ESGER MEMET’İN BÖKE OLUŞU VE AĞIDI
(Bu bölümün hikâyesi Yunus KARAASLAN ileTuran ATİK’TEN, Ağıtı rahmetli babam Mustafa KARAASLAN ile bibim Satı Kaygısız’dan derlenmiştir.)
Esger Memet’in Hacey’lerden olduğu söyleniyor.
Kuzugüden Aşireti’nin Esger Memet’i, amcası gızı Hacey ile nişanlanmış. Ailede birtahım huzursuzluh sonucu, Sivas’ın bir köyünde guzu gütmek için çoban olmuş. Onun gücüne şahit olanlar, hayrete düşmüşler.
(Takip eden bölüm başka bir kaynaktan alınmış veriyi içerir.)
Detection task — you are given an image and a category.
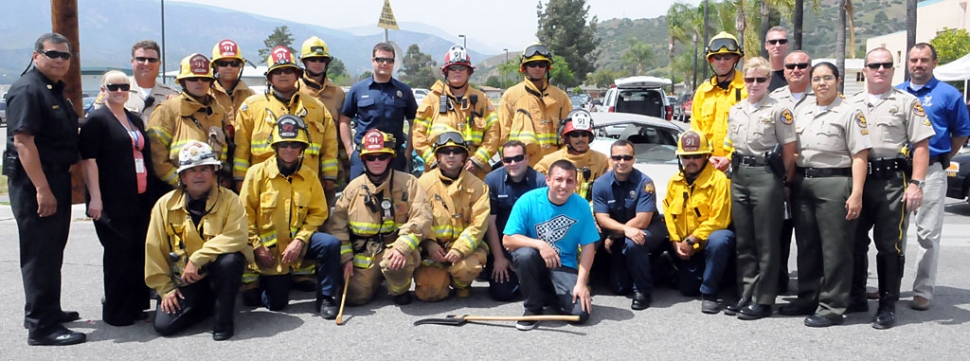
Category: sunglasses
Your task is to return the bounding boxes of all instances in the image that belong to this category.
[866,62,893,70]
[104,84,131,92]
[40,50,71,60]
[374,58,394,64]
[364,153,391,162]
[502,154,525,164]
[276,142,306,149]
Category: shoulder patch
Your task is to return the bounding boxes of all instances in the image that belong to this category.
[913,100,926,117]
[781,109,795,125]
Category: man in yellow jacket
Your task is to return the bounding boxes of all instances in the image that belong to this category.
[232,46,337,191]
[535,109,610,201]
[411,45,502,179]
[498,43,573,166]
[145,141,253,341]
[147,54,227,187]
[300,36,350,201]
[414,128,491,302]
[327,129,431,305]
[240,114,340,320]
[690,31,748,171]
[664,130,735,314]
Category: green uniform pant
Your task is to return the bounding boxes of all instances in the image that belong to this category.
[793,175,858,317]
[731,165,785,305]
[347,248,421,306]
[851,172,909,302]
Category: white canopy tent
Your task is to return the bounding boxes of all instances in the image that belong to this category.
[933,54,970,98]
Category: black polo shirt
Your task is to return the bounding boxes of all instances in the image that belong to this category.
[6,68,78,167]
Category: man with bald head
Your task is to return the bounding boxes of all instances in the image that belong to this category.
[768,49,815,295]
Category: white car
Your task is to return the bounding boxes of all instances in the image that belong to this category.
[590,112,684,204]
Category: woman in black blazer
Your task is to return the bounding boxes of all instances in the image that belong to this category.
[79,71,161,326]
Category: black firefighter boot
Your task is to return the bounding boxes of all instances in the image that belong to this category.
[872,254,906,330]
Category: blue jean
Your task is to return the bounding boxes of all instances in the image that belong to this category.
[259,232,342,311]
[678,229,736,297]
[512,247,589,324]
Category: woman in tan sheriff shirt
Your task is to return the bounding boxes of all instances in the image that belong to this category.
[724,57,795,320]
[778,62,872,327]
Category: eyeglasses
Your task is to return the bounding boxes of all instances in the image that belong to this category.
[812,75,835,83]
[104,84,131,92]
[866,62,893,70]
[711,54,737,60]
[522,44,552,59]
[364,153,391,162]
[276,142,306,149]
[40,50,71,60]
[135,56,158,63]
[502,154,525,164]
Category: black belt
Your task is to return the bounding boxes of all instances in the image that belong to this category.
[795,167,852,178]
[735,155,766,167]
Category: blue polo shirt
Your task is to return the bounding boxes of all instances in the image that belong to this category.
[593,169,660,223]
[504,188,600,269]
[485,167,546,230]
[896,77,970,157]
[340,77,418,149]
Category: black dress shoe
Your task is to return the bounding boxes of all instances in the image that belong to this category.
[738,303,771,320]
[630,291,652,311]
[394,291,411,306]
[805,313,844,327]
[57,311,81,323]
[27,326,88,346]
[778,304,815,316]
[724,297,751,316]
[320,296,337,320]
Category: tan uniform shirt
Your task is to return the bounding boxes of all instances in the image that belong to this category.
[728,96,795,157]
[849,88,936,160]
[795,97,872,168]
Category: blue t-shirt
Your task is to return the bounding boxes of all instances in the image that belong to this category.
[340,77,418,149]
[896,77,970,157]
[504,187,600,269]
[485,167,546,229]
[593,169,660,223]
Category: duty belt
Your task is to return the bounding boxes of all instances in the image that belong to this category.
[795,167,852,178]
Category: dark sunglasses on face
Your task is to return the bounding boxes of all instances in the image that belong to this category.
[364,153,391,162]
[502,154,525,164]
[104,84,131,92]
[40,50,71,60]
[216,60,242,68]
[866,62,893,70]
[374,58,394,64]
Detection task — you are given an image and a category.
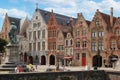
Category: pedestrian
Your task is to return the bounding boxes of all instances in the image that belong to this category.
[35,63,37,69]
[15,66,19,73]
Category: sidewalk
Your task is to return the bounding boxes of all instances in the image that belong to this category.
[33,65,120,72]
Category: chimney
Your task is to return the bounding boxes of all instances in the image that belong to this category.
[77,13,82,17]
[97,9,99,12]
[110,7,113,27]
İstanbul’daki Padişah, güreşe çoh düşkünmüş. Anadolu’nun her yanına ferman gönderilmiş. Fermanda “güreşe yatgın olanların İstanbul’a gönderilmeleri” isteniyomuş. Esger Memet’in ağası, fermanı işitince çobanına şöyle söylemiş:
— Evladım Memet, padişahımızdan bir ferman gelmiş. Güreş bilenleri İstanbul’a çağırıyor. Eğer padişah fermanı olmasa, senin gibi birini gaybetmek istemem. Ulûlemre itaat gerektir. Tez hazırlığını yap, İstanbul’a gideceksin. Eğer padişahımızın sevgisini gazanırsan ihya olursun...
Esger Memet, boşuna itiraz etmiş. Güreş bilmediğini söylemiş ama ortada bir ferman vardır. Ağası, fermanın gereğini yerine getirmediği zaman başına geleceklerden korhmahtadır.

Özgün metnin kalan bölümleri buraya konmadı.